Stator#

Takahē’s background task system is called Stator, and rather than being a transitional task queue, it is instead a reconciliation loop system; the workers look for objects that could have actions taken, try to take them, and update them if successful.

As someone running Takahē, the most important aspects of this are:

  • You have to run at least one Stator worker to make things like follows, posting, and timelines work.

  • You can run as many workers as you want; there is a locking system to ensure they can coexist.

  • You can get away without running any workers for a few minutes; the server will continue to accept posts and follows from other servers, and will process them when a worker comes back up.

  • There is no separate queue to run, flush or replay; it is all stored in the main database.

  • If all your workers die, just restart them, and within a few minutes the existing locks will time out and the system will recover itself and process everything that’s pending.
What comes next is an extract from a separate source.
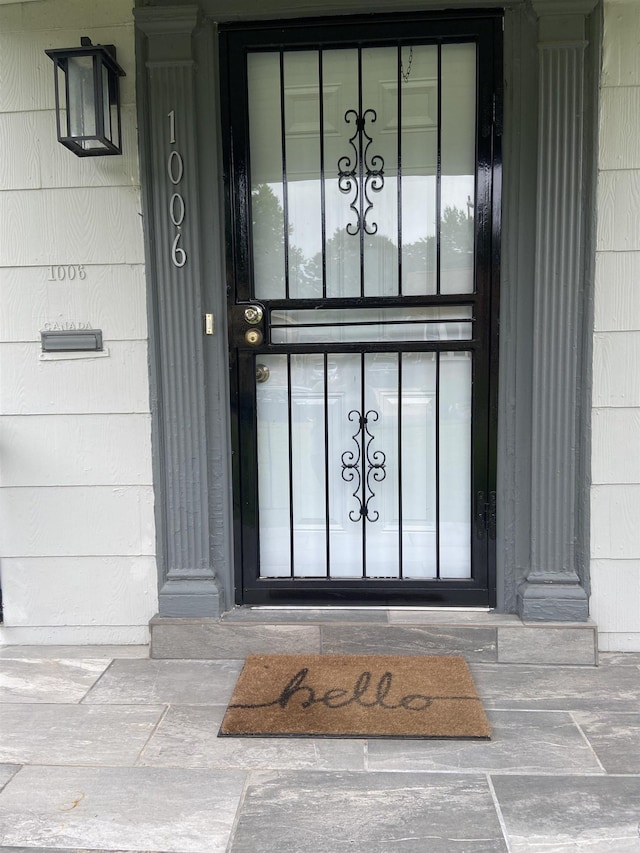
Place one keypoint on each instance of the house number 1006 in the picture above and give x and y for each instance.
(175, 171)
You run a worker via the command manage.py runstator. It will run forever until it is killed; send SIGINT (Ctrl-C) to it once to have it enter graceful shutdown, and a second time to force exiting immediately.

Technical Details#

Each object managed by Stator has a set of extra columns:

  • state, the name of a state in a state machine

  • state_ready, a boolean saying if it’s ready to have a transition tried

  • state_changed, when it entered into its current state

  • state_attempted, when a transition was last attempted

  • state_locked_until, when the entry is locked by a worker until

They also have an associated state machine which is a subclass of stator.graph.StateGraph, which will define a series of states, the possible transitions between them, and handlers that run for each state to see if a transition is possible.

An object becoming ready for execution happens first:

  • If it’s just entered into a new state, or just created, it is marked ready.
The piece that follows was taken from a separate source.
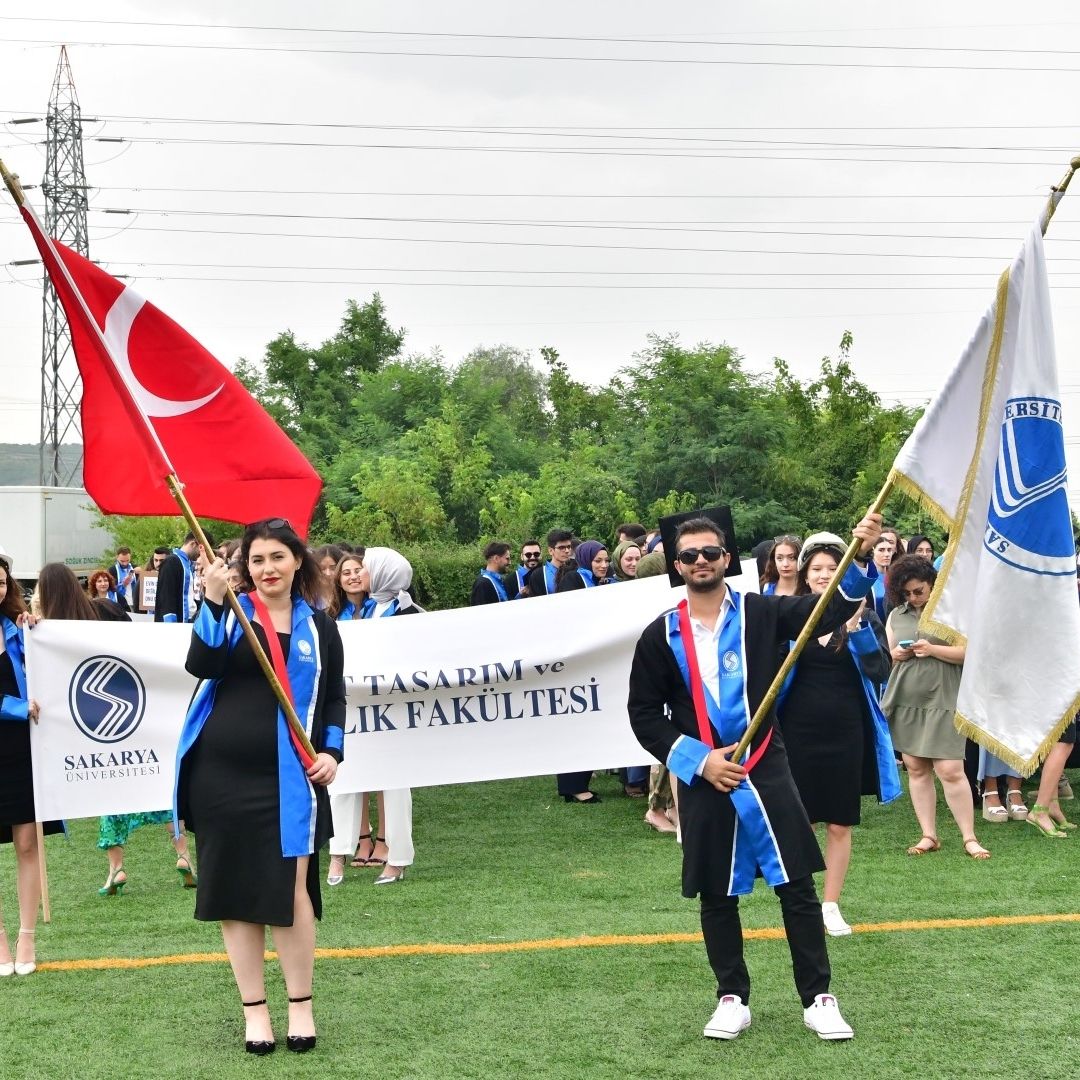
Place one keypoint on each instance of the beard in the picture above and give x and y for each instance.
(704, 586)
  • If state_attempted is far enough in the past (based on the try_interval of the current state), a small scheduling loop marks it as ready.

Then, in the main fast loop of the worker, it:

  • Selects an item with state_ready that is in a state it can handle (some states are “externally progressed” and will not have handlers run)

  • Fires up a coroutine for that handler and lets it run

  • When that coroutine exits, sees if it returned a new state name and if so, transitions the object to that state.

  • If that coroutine errors or exits with None as a return value, it marks down the attempt and leaves the object to be rescheduled after its try_interval.